Ив с досадой мотает головой.
— Прекрати, Шайя. Я устала сидеть дома. Пожалуйста, не порть вечер — тут так интересно. Может, мы потанцуем? Если ты, конечно, не напьешься в течение ближайших трех минут. Что с тобой?
— Да, действительно… — Шайя смущенно косится на свой пустой стакан. — Извини, родная. Я просто заработался, это ничего… дай мне немного прийти в себя. Потанцуем, конечно потанцуем. Вот только переговорю с главным троллем и все танцы — твои, пока домой не запросишься. Ладно?
Он берет за локоть умильно улыбающегося Ромку — чтоб не сбежал ненароком:
— Препоручаю тебя заботам этого типа. Ох, хоть и пудель, но королевский, так что тебе подходит по определению. Можешь почесать его за ухом или подергать за хвост, если блох не боишься.
— Шайя! — протестует Ив. — Роман, пожалуйста, не обращайте внимания. Прямо не знаю, какая муха его укусила…
— Что вы, госпожа Ив, что вы! — Ромка рассыпается дробным благозвучным смешком, каждая нотка которого продумана и отработана многолетней тренировкой. — Кто же обижается на Шайю?
Округлив глаза, Ромка переламывается в пояснице на без десяти шесть и приблизившись таким образом к уху Ив на максимально близкое, но в то же время не нарушающее границ деликатности расстояние, шепчет:
— Он ведь гений! Гений!
Ив улыбается. Какой приятный человек этот Рома… и впрямь немного похож на пуделя, но разве пудель — это плохо? Собаки такие чудесные существа… И Шайю вон как высоко ценит… Но тут Ромка начинает развлекать ее рассказами о присутствующих, и выясняется, что зал буквально набит гениями, топ-моделями и легендарными военными героями, что ставит под некоторое сомнение и ранее провозглашенную Шайину гениальность.

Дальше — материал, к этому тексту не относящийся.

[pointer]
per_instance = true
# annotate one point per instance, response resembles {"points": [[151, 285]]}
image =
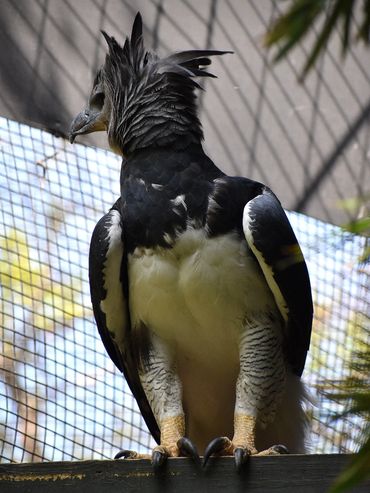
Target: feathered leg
{"points": [[259, 388], [164, 392]]}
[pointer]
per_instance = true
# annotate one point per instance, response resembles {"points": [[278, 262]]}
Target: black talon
{"points": [[214, 447], [280, 449], [187, 448], [126, 454], [241, 456], [158, 459]]}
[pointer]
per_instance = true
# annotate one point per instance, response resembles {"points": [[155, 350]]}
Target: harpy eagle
{"points": [[199, 288]]}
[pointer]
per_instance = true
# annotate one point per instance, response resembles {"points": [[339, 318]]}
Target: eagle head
{"points": [[142, 100]]}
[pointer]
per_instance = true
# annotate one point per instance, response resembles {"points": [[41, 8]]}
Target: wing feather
{"points": [[275, 246], [107, 260]]}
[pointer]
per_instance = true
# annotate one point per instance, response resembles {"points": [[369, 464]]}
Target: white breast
{"points": [[196, 295]]}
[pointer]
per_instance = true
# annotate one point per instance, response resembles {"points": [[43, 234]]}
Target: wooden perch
{"points": [[286, 473]]}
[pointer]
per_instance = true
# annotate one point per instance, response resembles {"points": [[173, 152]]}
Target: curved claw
{"points": [[159, 458], [187, 448], [216, 446], [126, 454], [241, 456], [280, 449]]}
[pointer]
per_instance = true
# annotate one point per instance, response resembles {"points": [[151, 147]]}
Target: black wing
{"points": [[107, 261], [273, 242]]}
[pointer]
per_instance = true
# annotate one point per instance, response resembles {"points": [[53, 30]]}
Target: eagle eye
{"points": [[97, 100]]}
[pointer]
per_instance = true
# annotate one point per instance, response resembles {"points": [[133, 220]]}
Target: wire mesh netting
{"points": [[61, 396]]}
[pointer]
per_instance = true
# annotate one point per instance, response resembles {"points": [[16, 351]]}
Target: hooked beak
{"points": [[86, 122]]}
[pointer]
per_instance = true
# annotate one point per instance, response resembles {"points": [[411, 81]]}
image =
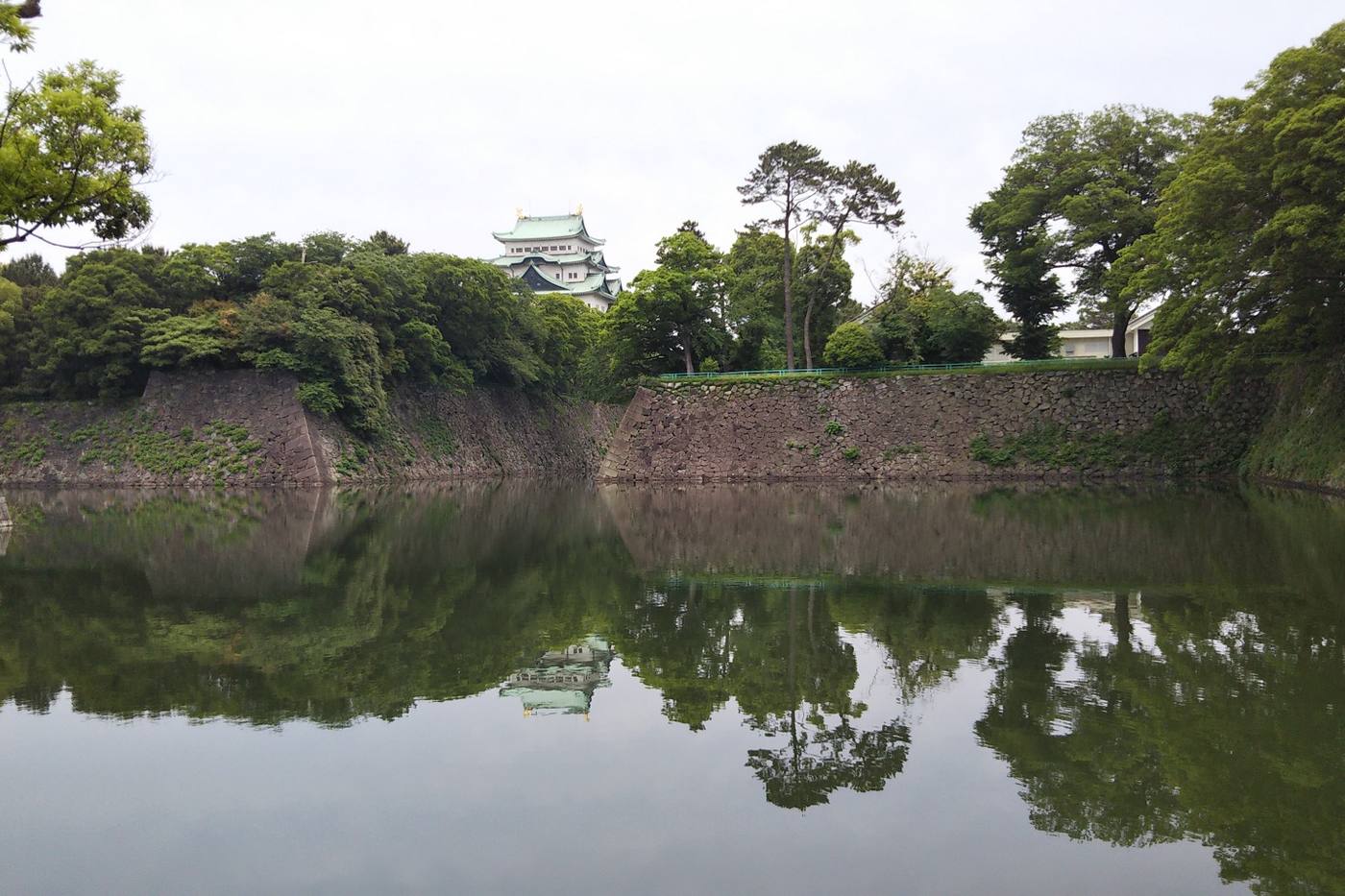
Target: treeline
{"points": [[350, 319], [701, 308], [1231, 221]]}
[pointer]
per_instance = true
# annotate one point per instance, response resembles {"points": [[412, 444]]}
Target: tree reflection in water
{"points": [[1210, 711]]}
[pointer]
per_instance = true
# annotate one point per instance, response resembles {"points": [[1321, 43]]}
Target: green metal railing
{"points": [[830, 372]]}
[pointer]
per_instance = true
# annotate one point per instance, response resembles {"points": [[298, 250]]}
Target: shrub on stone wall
{"points": [[851, 346]]}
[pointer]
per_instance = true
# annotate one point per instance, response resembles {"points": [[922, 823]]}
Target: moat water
{"points": [[513, 688]]}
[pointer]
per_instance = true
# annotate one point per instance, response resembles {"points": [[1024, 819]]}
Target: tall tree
{"points": [[1250, 241], [854, 194], [791, 177], [1080, 190], [13, 31], [70, 153], [663, 321]]}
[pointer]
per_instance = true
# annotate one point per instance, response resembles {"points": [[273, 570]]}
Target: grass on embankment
{"points": [[1304, 436], [934, 370]]}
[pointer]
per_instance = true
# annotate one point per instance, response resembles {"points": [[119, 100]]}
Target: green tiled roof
{"points": [[548, 228], [555, 258]]}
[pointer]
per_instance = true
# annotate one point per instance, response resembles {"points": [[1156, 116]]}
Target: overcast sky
{"points": [[437, 120]]}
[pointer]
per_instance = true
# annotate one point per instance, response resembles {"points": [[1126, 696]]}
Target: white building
{"points": [[555, 254], [1089, 343]]}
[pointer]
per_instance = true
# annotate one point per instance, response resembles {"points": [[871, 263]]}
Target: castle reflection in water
{"points": [[562, 681]]}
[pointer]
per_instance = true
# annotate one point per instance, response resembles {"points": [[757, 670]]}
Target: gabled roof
{"points": [[555, 258], [540, 281], [547, 228]]}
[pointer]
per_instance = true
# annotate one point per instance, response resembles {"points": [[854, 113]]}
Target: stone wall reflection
{"points": [[961, 532]]}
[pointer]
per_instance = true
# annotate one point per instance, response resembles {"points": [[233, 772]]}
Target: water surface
{"points": [[507, 688]]}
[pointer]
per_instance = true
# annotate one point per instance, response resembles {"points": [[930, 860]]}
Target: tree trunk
{"points": [[807, 335], [789, 296], [1118, 332]]}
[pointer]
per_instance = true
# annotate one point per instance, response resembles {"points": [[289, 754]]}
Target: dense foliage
{"points": [[71, 154], [1080, 190], [701, 308], [1250, 242], [346, 318], [809, 191], [923, 319], [851, 346], [1230, 221]]}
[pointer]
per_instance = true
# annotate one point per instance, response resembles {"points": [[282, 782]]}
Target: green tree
{"points": [[1248, 240], [1080, 191], [823, 280], [15, 33], [755, 301], [386, 244], [661, 322], [29, 271], [921, 318], [791, 177], [854, 194], [87, 331], [954, 327], [853, 346], [71, 155]]}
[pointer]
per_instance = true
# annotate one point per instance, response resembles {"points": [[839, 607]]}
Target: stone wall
{"points": [[484, 432], [246, 428], [992, 425]]}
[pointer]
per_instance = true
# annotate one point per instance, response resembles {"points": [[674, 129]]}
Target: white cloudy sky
{"points": [[437, 120]]}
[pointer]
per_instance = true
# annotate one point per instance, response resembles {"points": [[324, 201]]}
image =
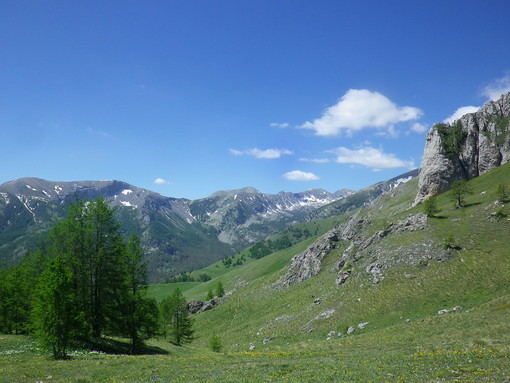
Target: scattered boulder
{"points": [[342, 276], [413, 222], [362, 325], [326, 314]]}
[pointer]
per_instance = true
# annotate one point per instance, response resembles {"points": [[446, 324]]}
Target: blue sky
{"points": [[189, 97]]}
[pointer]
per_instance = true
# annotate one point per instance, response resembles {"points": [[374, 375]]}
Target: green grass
{"points": [[405, 340]]}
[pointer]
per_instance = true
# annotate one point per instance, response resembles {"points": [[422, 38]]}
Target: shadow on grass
{"points": [[469, 204], [118, 347]]}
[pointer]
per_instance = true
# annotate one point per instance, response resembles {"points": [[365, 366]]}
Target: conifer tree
{"points": [[220, 291], [54, 314], [137, 315], [175, 316]]}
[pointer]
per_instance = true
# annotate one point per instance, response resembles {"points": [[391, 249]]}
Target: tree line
{"points": [[86, 281]]}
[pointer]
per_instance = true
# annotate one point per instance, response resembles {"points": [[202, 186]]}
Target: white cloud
{"points": [[259, 153], [370, 157], [460, 112], [315, 160], [418, 128], [279, 125], [496, 88], [298, 175], [359, 109]]}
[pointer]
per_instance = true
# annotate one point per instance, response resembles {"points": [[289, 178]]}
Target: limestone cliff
{"points": [[471, 146]]}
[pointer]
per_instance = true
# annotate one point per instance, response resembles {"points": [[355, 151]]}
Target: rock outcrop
{"points": [[471, 146], [308, 263]]}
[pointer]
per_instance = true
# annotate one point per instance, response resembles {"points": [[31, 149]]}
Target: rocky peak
{"points": [[471, 146]]}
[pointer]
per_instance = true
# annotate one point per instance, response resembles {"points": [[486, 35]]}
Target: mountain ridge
{"points": [[177, 234]]}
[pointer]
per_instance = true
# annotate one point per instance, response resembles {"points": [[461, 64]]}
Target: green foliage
{"points": [[500, 214], [16, 290], [430, 207], [139, 314], [501, 192], [82, 283], [347, 266], [56, 316], [448, 242], [452, 138], [175, 317], [220, 291], [459, 189], [215, 343], [500, 134]]}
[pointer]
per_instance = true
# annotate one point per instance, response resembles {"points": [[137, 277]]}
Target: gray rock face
{"points": [[308, 263], [485, 144]]}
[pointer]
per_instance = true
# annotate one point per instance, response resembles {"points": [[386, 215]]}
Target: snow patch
{"points": [[403, 180], [26, 205], [5, 197]]}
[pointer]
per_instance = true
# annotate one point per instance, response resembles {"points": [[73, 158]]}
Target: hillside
{"points": [[425, 297], [421, 319], [177, 234]]}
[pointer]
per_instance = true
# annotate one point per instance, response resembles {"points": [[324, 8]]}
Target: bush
{"points": [[448, 242], [215, 343]]}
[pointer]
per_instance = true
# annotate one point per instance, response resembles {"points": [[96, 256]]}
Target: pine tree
{"points": [[137, 317], [54, 314], [501, 193], [220, 291], [175, 316], [430, 207]]}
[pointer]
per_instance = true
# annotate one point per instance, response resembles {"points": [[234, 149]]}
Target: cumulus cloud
{"points": [[359, 109], [298, 175], [460, 112], [496, 88], [370, 157], [315, 160], [418, 128], [259, 153], [279, 125]]}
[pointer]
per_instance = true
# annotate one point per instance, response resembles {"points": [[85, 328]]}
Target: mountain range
{"points": [[177, 234]]}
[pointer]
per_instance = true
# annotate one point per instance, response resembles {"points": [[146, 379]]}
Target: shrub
{"points": [[448, 242], [215, 343]]}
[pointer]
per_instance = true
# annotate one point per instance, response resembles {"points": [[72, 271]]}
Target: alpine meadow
{"points": [[254, 192]]}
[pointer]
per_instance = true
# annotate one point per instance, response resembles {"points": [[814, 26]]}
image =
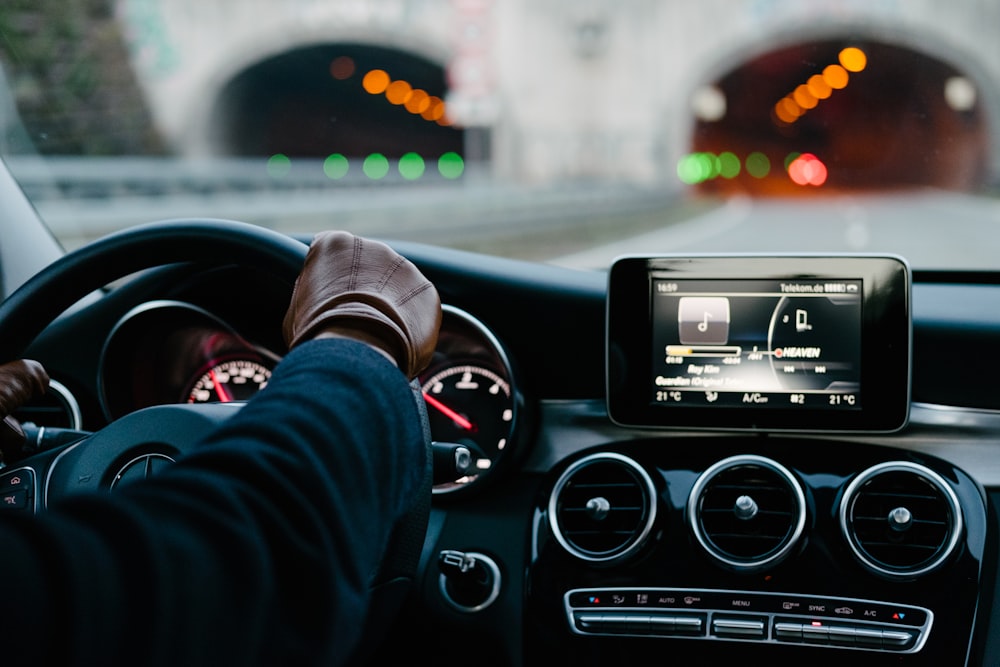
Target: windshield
{"points": [[566, 132]]}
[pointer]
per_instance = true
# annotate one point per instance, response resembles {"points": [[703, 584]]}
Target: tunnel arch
{"points": [[310, 101], [961, 141]]}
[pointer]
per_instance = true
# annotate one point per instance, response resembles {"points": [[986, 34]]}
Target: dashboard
{"points": [[578, 537]]}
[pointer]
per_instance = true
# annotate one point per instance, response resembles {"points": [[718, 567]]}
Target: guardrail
{"points": [[104, 177]]}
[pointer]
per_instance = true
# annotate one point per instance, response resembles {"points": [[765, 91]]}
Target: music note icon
{"points": [[703, 320]]}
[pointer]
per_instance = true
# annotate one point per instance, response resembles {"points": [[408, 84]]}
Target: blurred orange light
{"points": [[342, 68], [804, 98], [819, 87], [419, 102], [398, 92], [853, 59], [836, 77], [376, 81]]}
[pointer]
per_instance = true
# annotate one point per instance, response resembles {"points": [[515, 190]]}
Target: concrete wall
{"points": [[575, 89]]}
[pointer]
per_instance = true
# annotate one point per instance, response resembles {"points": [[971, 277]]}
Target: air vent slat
{"points": [[602, 508], [900, 519]]}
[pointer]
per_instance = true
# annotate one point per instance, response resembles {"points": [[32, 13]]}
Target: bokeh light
{"points": [[336, 166], [729, 165], [807, 169], [411, 166], [419, 102], [853, 59], [376, 81], [819, 88], [804, 98], [376, 166], [836, 77], [398, 92]]}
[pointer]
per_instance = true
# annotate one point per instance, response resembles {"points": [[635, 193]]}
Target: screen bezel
{"points": [[886, 334]]}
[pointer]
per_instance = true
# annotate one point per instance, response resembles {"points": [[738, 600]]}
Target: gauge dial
{"points": [[229, 380], [473, 406]]}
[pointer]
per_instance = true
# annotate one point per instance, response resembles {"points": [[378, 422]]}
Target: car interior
{"points": [[764, 457]]}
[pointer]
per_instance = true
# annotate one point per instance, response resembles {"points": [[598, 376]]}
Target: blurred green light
{"points": [[451, 165], [710, 166], [411, 166], [335, 166], [689, 170], [758, 165], [376, 166], [729, 165], [278, 165]]}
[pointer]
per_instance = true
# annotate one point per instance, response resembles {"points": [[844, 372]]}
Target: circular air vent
{"points": [[747, 511], [602, 508], [900, 519]]}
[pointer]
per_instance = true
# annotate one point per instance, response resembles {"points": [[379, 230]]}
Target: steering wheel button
{"points": [[17, 479], [14, 500]]}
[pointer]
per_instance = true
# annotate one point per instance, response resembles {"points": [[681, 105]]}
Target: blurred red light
{"points": [[807, 169]]}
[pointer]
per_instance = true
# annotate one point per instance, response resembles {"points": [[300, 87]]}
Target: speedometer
{"points": [[229, 380]]}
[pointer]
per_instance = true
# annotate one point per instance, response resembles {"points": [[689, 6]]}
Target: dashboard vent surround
{"points": [[603, 508], [748, 512], [900, 519]]}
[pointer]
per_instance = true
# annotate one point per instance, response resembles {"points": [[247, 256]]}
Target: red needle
{"points": [[219, 389], [449, 413]]}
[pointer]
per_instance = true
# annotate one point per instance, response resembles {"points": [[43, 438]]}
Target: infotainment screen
{"points": [[759, 343]]}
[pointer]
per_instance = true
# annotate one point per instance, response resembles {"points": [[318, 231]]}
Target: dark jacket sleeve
{"points": [[256, 549]]}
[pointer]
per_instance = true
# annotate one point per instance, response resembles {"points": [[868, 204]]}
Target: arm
{"points": [[257, 549]]}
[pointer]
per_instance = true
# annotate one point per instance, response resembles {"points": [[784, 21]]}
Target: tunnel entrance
{"points": [[322, 100], [844, 115]]}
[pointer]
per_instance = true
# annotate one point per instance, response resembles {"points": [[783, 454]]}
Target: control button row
{"points": [[844, 635], [740, 628], [641, 624]]}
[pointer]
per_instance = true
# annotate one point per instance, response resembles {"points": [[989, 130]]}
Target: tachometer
{"points": [[229, 380], [471, 406], [471, 398]]}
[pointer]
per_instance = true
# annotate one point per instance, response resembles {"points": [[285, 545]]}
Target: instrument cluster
{"points": [[172, 351]]}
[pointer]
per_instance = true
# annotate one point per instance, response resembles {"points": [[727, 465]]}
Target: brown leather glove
{"points": [[362, 289], [20, 381]]}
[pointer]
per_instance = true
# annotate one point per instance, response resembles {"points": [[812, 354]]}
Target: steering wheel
{"points": [[91, 463]]}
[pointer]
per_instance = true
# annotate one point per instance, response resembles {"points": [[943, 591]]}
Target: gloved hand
{"points": [[20, 381], [362, 289]]}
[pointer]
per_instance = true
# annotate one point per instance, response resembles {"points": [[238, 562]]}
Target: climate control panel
{"points": [[749, 616]]}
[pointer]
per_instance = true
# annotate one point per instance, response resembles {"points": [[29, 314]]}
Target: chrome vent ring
{"points": [[748, 512], [901, 519], [602, 508]]}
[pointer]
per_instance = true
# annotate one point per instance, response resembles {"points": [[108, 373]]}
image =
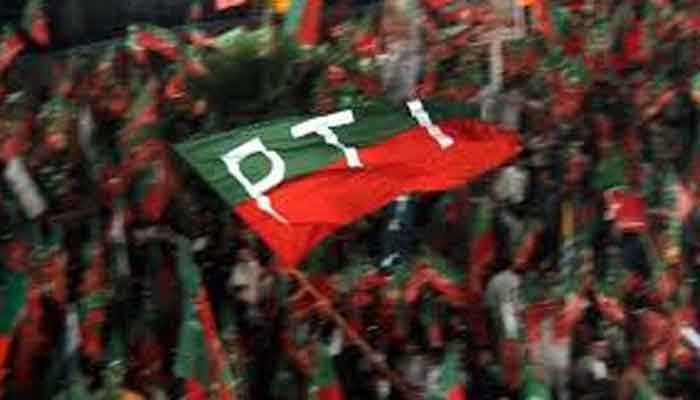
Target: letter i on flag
{"points": [[226, 4], [298, 180]]}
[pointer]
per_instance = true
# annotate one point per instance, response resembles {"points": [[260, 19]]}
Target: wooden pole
{"points": [[367, 350]]}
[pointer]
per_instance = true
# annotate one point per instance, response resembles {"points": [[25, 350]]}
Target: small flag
{"points": [[226, 4]]}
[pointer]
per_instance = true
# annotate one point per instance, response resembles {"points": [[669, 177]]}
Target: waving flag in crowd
{"points": [[297, 180]]}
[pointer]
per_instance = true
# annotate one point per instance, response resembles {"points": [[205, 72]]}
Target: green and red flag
{"points": [[14, 282], [11, 44], [35, 22], [324, 381], [303, 22], [295, 181], [482, 250], [451, 383], [156, 39], [93, 300]]}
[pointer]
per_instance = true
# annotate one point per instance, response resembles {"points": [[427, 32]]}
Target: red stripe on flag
{"points": [[317, 205]]}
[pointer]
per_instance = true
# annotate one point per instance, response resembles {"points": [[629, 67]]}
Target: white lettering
{"points": [[421, 115], [322, 126], [257, 190]]}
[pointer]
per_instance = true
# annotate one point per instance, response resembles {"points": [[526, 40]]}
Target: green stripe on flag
{"points": [[304, 155]]}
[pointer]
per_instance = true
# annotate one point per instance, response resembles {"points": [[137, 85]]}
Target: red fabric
{"points": [[310, 24], [317, 205], [569, 316], [627, 209], [477, 320], [90, 334], [435, 336], [331, 392], [534, 315], [446, 288], [159, 195], [655, 328], [151, 41], [457, 393], [526, 250], [5, 342], [483, 250], [667, 283], [176, 87], [196, 68], [610, 308], [632, 43], [543, 18], [415, 283]]}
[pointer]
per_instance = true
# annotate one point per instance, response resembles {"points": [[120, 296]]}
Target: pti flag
{"points": [[297, 180]]}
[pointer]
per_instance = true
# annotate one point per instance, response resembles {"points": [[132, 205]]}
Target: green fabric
{"points": [[294, 17], [304, 155], [533, 388], [451, 374], [191, 359], [440, 264], [14, 285], [324, 374]]}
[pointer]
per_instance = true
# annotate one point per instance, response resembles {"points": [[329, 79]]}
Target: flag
{"points": [[483, 248], [534, 388], [91, 305], [156, 39], [14, 285], [451, 382], [200, 356], [626, 209], [156, 179], [11, 45], [294, 189], [303, 21], [36, 23], [143, 111], [324, 381]]}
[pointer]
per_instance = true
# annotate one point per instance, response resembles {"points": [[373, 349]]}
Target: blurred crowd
{"points": [[570, 273]]}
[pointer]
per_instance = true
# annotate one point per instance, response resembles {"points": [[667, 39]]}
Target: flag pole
{"points": [[367, 350]]}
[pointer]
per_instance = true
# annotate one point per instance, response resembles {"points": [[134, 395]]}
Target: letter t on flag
{"points": [[225, 4]]}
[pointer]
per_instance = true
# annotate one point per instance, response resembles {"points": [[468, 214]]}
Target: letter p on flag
{"points": [[274, 177]]}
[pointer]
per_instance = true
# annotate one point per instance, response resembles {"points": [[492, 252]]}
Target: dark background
{"points": [[79, 22]]}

Рассеянно кивая, Ив с беспокойством следит за тем, как Шайя пробирается через толпу к дальнему концу зала, приостанавливаясь у каждого попутного подноса с выпивкой, чтобы сменить пустой стакан на полный.
— Похоже, о танцах придется забыть, Ив.
— Да, наверное. Оказывается, я его совсем не знаю.
— Глупости. Пожалуйста, без кокетства. Ты же прекрасно понимаешь: он теперь все на свете сравнивает с тобой и не может пережить несоответствия. По-моему, я тебе уже говорил: мужчины устроены слишком просто — они не умеют гнуться, оттого и ломаются с такой легкостью. Даже этот гуттаперчевый угорь, который извивается сейчас рядом с тобой. Гибкость его обманчива…
— Как же я его домой потащу?
Шайя бредет через зал, не разбирая дороги, шатаясь от спины к спине, наступая на ноги, расплескивая чужие бокалы. Своему бокалу он расплескаться не позволяет. Ни з-зз-за что. Ср-рр-разу хлоп!.. и готово! Он ставит пустой стакан на поднос и берет новый. От резкого движения виски все-таки выплескивается на чью-то рубашку. В каком-нибудь другом месте он уже давно бы получил по роже за хамство, но здесь Шайю знают и терпят… что выводит его из себя дополнительным образом.